Samir Ljuma: I would say that the answer is: yes and no. Hatidze at one point teaches the other family that “garbage is not good for the bees,” which refers to the pollution. She lives in an abandoned area where there are no people to pollute and affect her bees. It’s entirely different outside of that area, because in our modern world we endanger bees – and ourselves! – with constant polluting in so many ways it’s hard to imagine. Purely out of greediness and a thirstiness to exploit everything. We only think about this short span of our lives, and do whatever we want. This is not the principle Hatidze follows, she always says “half for me, half for you”, and maybe this is how her work could inspire others to change their ways. To protect the bees, we have to bring nature back to our lives, which is incredibly difficult for some people to imagine.
Fejmi Daut: Which shouldn’t be the case, because the media, as well as social media, are full of stories about bees, both positive and negative. Even beekeepers who live in a forest, in the open, struggle with the constant overuse of pesticides and other chemicals used to stimulate the agriculture. Even antibiotics may not be enough to protect bees from that. Not that long ago, in Bulgaria, over 200 beehives died in one small village – only because of the pesticides.
And there are also things like destroying the Amazon for the monoculture system…
Samir Ljuma: That’s the sad fact about the way the modern world is becoming more and more ‘modern’. Even cities are less and less green, the aggressive urbanization process makes them grey and concrete. So we should not be surprised that bees have become an endangered species.
Fejmi Daut: But there is a positive change happening throughout the world, or at least in Europe. We were invited by the United Nations to screen Honeyland in Geneva, and we marvelled at their building with a beautiful garden behind it, with many beehives and proper care.

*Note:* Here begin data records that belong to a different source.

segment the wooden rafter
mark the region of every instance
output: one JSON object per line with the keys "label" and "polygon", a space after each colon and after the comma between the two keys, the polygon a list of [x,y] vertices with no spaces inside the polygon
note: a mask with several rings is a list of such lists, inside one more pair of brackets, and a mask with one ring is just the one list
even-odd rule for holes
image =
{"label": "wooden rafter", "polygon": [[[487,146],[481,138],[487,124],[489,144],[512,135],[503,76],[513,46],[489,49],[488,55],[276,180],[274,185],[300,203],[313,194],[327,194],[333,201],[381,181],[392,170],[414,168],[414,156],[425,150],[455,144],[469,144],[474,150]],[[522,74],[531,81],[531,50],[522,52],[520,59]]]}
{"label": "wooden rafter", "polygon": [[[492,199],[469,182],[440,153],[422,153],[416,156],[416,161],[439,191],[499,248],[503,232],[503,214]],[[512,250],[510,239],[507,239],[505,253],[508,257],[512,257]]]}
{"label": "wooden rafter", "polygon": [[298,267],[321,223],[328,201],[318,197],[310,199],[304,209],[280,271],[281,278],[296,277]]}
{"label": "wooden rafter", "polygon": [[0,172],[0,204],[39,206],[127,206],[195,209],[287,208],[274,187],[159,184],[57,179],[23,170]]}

Samir Ljuma: It’s not only there. Urban beekeeping has become quite popular in recent years. When we were in Lublin, during the Millennium Docs Against Gravity film festival, we stayed at some sort of cultural centre. A very modern building, filled with art and positive vibes. And on its rooftop, there is an apiary! This urban beekeeper produces honey, organizes tours for people, and gives lectures about the importance of having bees. It was an amazing discovery. People who are educated and want to know more on the matter can shine an example for others to follow. It’s only up to us if we want to listen. And some do listen, like Hatidze’s nephew who was a shepherd, but has now sold his sheep and dedicates his time to helping her and learning about dealing with the bees. He saw that his aunt does something valuable and lives quite decently money-wise.
Fejmi Daut: In that sense, Honeyland brings a hopeful message. Even if you don’t have the time or willingness to have your own beehives, you can try to learn something about it; be more aware. And it will surprise you. I remember the first time I tasted Hatidze’s honey. It was so amazing that I can’t really enjoy any kind of mass-produced honey anymore. It’s like two different worlds.
The interview was conducted during EnergaCAMERIMAGE 2019 Film Festival.
Parts of this interview have been edited and condensed for clarity and brevity.